Amy tentò di rispondergli, ma aveva un nodo alla gola che non glielo permise. Si limitò a scuotere la testa, gli occhi lucidi.
Franco si coprì la bocca con una mano e si appoggiò al tronco di un albero, inspirando profondamente.
Su avrebbe tanto voluto dare sfogo alle lacrime in quel momento, ma si sforzò di essere forte e di concentrarsi su dove si trovava in quel momento e sulle loro future mosse.
«Che cosa è successo?» domandò Rivas.
Amy si asciugò gli occhi e raccontò loro dell'attacco del dinosauro, della frattura al bacino di Costa, dei suoi tentativi disperati di mantenerlo cosciente e infine lui che le ordinava di lasciarlo e di fuggire dal mezzo. Appena terminò i tre uomini si fissarono, in silenzio.
Trascorse un paio di minuti in cui nessuno disse nulla, poi Rivas le chiese: «Secondo lei, perché quel dinosauro vi ha attaccato? Lo avete disturbato con forti rumori, odori...?»
Lei scosse la testa. «Il camper dovrebbe essere insonorizzato; non siamo usciti, né abbiamo utilizzato sostanze del laboratorio. L'attacco è avvenuto all'improvviso.»
«Forse quando siamo entrati nella caverna ha sentito il rumore del motore e si è sentito minacciato.» Suggerì Tom, incrociando le braccia. «Spesso un animale attaccata per difendere il proprio territorio. Il carnotauro può aver fatto lo stesso avendo identificato il camper come una minaccia. Che cos'è successo al mezzo, di preciso?»
«Il dinosauro lo ha spinto giù dalla parete di roccia.
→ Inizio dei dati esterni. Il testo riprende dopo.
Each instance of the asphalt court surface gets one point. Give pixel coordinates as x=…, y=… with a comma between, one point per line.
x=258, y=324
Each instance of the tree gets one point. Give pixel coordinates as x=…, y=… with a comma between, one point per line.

Costa doveva trovarsi ancora all'interno del veicolo quando il camper si è schiantato contro le rocce, settanta metri più in basso dello spiazzo.» gli rispose Amy, reprimendo un conato.
Rivas sospirò e abbassò il capo. Poi, di scatto, rialzò lo sguardo verso di loro. «Dobbiamo raggiungere il camper.»
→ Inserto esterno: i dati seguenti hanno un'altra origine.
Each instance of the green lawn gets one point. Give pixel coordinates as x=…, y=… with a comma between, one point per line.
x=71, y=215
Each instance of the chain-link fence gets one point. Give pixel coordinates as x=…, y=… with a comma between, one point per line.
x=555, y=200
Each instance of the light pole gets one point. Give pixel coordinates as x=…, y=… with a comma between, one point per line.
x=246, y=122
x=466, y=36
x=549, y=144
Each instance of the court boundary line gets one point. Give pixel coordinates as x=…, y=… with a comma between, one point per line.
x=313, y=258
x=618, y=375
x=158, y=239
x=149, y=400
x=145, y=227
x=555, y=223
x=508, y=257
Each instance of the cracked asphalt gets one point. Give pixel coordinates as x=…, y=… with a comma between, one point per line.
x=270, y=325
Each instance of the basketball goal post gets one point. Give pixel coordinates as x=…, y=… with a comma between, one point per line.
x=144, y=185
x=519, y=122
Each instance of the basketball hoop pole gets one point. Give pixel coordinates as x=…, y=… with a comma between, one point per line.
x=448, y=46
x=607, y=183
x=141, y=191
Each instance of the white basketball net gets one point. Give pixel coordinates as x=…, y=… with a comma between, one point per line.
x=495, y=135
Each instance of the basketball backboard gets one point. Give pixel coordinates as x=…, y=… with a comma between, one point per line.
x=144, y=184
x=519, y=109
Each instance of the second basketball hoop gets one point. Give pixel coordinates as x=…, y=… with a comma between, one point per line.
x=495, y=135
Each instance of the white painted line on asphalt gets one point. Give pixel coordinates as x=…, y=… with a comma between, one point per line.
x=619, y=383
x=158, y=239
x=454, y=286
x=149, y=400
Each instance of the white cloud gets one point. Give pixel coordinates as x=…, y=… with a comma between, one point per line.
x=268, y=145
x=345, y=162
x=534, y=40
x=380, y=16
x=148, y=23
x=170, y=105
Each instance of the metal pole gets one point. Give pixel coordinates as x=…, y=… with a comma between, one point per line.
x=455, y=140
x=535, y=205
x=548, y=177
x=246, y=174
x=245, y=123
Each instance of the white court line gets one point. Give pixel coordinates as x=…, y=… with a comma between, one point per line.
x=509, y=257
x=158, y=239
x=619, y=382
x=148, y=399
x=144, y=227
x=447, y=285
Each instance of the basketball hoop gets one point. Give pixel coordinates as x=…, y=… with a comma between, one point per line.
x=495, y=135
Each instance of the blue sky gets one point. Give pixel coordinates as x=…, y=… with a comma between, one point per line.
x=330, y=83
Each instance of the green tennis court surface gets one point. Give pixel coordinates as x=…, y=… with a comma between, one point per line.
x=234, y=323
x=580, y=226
Amy non era certa di aver sentito bene. «Come?»
«Raggiungiamo il camper» ripeté Evian, deciso. «Recuperiamo il telefono satellitare, così potremo contattare Foster che ci invierà un mezzo per prelevarci. Senza un veicolo uscire di qui sarebbe un suicidio, e lo sapete. Prima di lanciarci in un'impresa dalla quale potremmo non uscirne vivi sarebbe meglio considerare questa opzione.»
Amy, Tom e Franco annuirono, lanciandosi un'occhiata preoccupata.
«Bene» Rivas alzò il fucile e si incamminò nella direzione dalla quale Amy era appena venuta, facendo loro segno di seguirlo. Su impugnò la pistola lanciarazzi, riluttante, e lanciò un'occhiata a Tom, accanto a lei, sperando che la tranquillizzasse con un sorriso, come faceva quando lei doveva tenere dei discorsi in pubblico all'università, ma lui la guardava con un'espressione turbata.
Amy gli lesse nel pensiero. Evidentemente, nessuno dei due si illudeva che il piano di Rivas avrebbe funzionato con tanta semplicità.